A New York federal court judge signed the deal in what has been a long-standing legal battle that challenged Ticketmaster’s dominance of ticket sales for major musical groups. The Live Nation subsidiary had faced multiple charges of conspiracy to commit hacking and wire fraud targeting a Brooklyn-based company called Songkick.
Ticketmaster had already paid $ 110 million in 2018 to settle a civil action brought by Songkick.
Court documents accused Ticketmaster of attempting to infiltrate systems created by Songkick for artists who hired the startup to help sell up to 10% of seats for US tours directly through their fan clubs.
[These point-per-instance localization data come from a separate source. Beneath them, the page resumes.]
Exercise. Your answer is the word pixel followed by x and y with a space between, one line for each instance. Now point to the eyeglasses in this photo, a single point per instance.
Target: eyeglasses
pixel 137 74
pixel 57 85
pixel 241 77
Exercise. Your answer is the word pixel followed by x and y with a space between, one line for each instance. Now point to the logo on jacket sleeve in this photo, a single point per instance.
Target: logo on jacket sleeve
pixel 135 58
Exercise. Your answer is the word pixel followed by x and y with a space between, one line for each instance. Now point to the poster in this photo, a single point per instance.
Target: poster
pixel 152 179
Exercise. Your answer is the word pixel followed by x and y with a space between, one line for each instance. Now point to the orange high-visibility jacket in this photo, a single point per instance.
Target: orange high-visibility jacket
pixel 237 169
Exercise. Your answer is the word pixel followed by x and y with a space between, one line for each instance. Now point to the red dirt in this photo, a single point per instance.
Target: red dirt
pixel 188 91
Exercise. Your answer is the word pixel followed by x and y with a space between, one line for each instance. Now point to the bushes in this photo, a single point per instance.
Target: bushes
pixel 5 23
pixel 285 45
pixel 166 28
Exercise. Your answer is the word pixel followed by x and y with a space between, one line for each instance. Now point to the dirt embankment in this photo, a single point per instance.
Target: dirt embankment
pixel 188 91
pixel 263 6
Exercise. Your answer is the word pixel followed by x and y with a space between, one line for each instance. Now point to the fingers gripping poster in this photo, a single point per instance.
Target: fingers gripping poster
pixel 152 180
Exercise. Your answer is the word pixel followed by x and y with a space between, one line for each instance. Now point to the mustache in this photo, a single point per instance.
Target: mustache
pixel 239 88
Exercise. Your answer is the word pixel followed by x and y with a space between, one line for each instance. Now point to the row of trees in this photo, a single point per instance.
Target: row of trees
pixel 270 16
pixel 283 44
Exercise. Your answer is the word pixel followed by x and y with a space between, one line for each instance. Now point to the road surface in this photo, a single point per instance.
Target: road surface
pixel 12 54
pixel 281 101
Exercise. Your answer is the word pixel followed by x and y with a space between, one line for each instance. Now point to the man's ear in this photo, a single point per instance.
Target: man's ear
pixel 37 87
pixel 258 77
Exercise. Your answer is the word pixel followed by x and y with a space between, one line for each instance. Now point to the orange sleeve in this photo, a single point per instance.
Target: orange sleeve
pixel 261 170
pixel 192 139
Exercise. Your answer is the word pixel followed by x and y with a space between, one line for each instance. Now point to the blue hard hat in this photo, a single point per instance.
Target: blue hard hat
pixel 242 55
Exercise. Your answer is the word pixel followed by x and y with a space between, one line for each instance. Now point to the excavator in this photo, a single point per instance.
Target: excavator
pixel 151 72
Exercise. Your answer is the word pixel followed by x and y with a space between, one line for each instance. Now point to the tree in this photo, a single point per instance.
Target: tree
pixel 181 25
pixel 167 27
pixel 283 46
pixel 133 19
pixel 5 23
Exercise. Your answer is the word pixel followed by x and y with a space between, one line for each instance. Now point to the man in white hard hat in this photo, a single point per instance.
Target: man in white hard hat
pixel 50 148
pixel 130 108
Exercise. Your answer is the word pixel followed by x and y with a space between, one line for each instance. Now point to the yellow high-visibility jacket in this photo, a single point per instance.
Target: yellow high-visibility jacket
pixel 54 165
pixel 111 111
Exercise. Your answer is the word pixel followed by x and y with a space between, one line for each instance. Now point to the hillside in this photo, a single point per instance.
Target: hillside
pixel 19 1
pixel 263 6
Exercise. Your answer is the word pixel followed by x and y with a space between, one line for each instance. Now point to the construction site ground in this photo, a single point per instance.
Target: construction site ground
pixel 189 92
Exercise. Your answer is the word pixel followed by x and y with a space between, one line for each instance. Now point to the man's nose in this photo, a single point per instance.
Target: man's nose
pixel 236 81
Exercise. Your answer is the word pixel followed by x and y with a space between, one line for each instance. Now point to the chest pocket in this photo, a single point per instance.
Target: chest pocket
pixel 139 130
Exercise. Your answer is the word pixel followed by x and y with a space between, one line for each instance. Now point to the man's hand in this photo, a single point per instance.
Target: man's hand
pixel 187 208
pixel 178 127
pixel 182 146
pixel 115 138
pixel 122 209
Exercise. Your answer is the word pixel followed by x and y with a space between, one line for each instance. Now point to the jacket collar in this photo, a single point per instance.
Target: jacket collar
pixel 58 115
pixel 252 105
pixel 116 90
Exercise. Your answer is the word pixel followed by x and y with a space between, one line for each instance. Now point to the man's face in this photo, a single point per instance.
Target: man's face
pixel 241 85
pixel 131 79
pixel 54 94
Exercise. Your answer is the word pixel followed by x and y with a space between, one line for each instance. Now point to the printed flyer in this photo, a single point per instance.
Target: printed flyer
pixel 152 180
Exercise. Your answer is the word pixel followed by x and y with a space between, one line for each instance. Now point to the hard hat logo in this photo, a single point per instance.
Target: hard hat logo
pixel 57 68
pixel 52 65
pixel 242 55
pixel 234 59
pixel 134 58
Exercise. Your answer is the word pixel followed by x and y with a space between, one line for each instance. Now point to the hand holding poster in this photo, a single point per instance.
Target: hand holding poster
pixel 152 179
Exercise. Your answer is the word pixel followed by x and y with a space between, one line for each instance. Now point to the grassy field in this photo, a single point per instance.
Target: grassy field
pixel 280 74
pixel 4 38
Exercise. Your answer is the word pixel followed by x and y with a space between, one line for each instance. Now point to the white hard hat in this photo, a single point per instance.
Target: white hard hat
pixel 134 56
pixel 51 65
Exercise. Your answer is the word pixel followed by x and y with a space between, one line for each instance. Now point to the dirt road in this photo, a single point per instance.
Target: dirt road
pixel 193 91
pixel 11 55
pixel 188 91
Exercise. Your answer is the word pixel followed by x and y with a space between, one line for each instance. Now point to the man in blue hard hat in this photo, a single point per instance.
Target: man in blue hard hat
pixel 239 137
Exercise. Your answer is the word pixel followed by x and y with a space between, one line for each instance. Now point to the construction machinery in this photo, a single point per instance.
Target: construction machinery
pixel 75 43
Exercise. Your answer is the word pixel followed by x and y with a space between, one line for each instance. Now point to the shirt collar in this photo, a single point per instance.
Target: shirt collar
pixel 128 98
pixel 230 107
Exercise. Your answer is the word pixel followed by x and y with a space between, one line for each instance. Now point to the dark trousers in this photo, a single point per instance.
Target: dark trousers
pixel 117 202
The arrangement was seen as a way to reward loyal fans while thwarting scalpers – and also something that could squeeze the Ticketmaster Empire’s bottom line.
Ticketmaster employees “repeatedly – and illegally – accessed a competitor’s computers without authorization using stolen passwords to illegally collect potential business information,” said Acting US Attorney Seth DuCharme.
A Ticketmaster statement on Wednesday said the conduct involved only two employees made redundant in 2017.
“Their actions violated our company policies and were incompatible with our values,” the statement read. “We are pleased that this issue has now been resolved.”
Messages were left with Warner Music Group, the current owner of Songkick.
The scheme, devised in 2014 by a former Songkick employee who joined Ticketmaster and a colleague there, aimed to hack into accounts so that they could identify Songkick customers and deter them from doing business with the company, prosecutors said in court documents.
In internal communications, one of the employees boasted that Ticketmaster could “cut (the victim company) to its knees” if it could reclaim the presale ticketing business for an unnamed major artist, according to the newspapers.